Re: Negative values in /proc/latency_stats
From: Andrew Morton
Date: Wed Feb 04 2009 - 00:46:33 EST
On Tue, 3 Feb 2009 16:16:48 -0800 Arjan van de Ven <arjan@xxxxxxxxxxxxx> wrote:
> On Mon, 2 Feb 2009 20:55:45 -0800
> Andrew Morton <akpm@xxxxxxxxxxxxxxxxxxxx> wrote:
>
> > On Sat, 31 Jan 2009 14:42:20 +0100 Corrado Zoccolo
> > <czoccolo@xxxxxxxxx> wrote:
> >
> > > Hello,
> > > I found negative numbers sometimes appear in /proc/latency_stats
> > > (vanilla kernel 2.6.29-rc3, on x86 cpu, configuration attached)
> > >
> > > [corrado@localhost ~]$ while sleep 1; do grep --
> > > - /proc/latency_stats
> > > >> neg_stats; done
> > > ^Z
> > > [1]+ Stopped sleep 1
> > > [corrado@localhost ~]$ cat neg_stats
> > > 1 -486373534 -486373534 sys_rt_sigsuspend sysenter_do_call
> > > 1 -486373534 -486373534 sys_rt_sigsuspend sysenter_do_call
> > > 1 -486373534 -486373534 sys_rt_sigsuspend sysenter_do_call
> > >
> > >
> > > I suspect this can be the cause for
> > > https://bugs.launchpad.net/ubuntu/+source/latencytop/+bug/297776 ,
> > > as I saw it happening on my machine during a kernel recompilation.
> > >
> >
> > <discovers kernel/latencytop.c>
>
> how about this?
>
lavish ;)
> ...
>
> +/*
> + * CONFIG_LATENCYTOP enables a kernel latency tracking infrastructure that is
> + * used by the "latencytop" userspace tool. The latency that is tracked is not
> + * the 'traditional' interrupt latency (which is primarily caused by something
> + * else consuming CPU), but instead, it is the latency an application encounters
> + * because the kernel sleeps on its behalf for various reasons.
> + *
> + * This code tracks 2 levels of statistics:
> + * 1) System level latency
> + * 2) Per process latency
> + *
> + * The latency is stored in fixed sized datastructures in an accumulated form;
> + * if the "same" latency cause is hit twice, this will be tracked as one entry
> + * in the datastructure. Both the count, total accumulated latency and maximum
> + * latency are tracked in this data structure. When the fixed size structure is
> + * full, no new causes are tracked until the buffer is flushed by writing to
> + * the /proc file; the userspace tool does this on a regular basis.
s/datastructure/data structure/
> + * A latency cause is identified by a stringified backtrace at the point that
> + * the scheduler gets invoked.

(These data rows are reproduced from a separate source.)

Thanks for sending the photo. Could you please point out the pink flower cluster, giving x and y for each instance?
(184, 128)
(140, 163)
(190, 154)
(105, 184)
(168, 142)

The userland tool will use this string to
> + * identify the cause of the latency in human readable form.
> + *
> + * The information is exported via /proc/latency_stats and /proc/<pid>/latency.
> + * These files look like this:
> + *
> + * Latency Top version : v0.1
> + * 70 59433 4897 i915_irq_wait drm_ioctl vfs_ioctl do_vfs_ioctl sys_ioctl
> + * | | | |
> + * | | | +----> the stringified backtrace
> + * | | +---------> The maximum latency for this entry in microseconds
> + * | +--------------> The accumulated latency for this entry (microseconds)
> + * +-------------------> The number of times this entry is hit
> + *
> + * (note: the average latency is the acummulated latency deviced by the number
> + * of times)
I was surprised at this. Is the stack backtracer sufficiently
reliable/repeatable for this to work?
> + * Negative latencies (caused by time going backwards) are also explicitly
> + * skipped.
Are we sure that this was the cause of the problem?
Which time source is the caller using here, and why is it going backwards?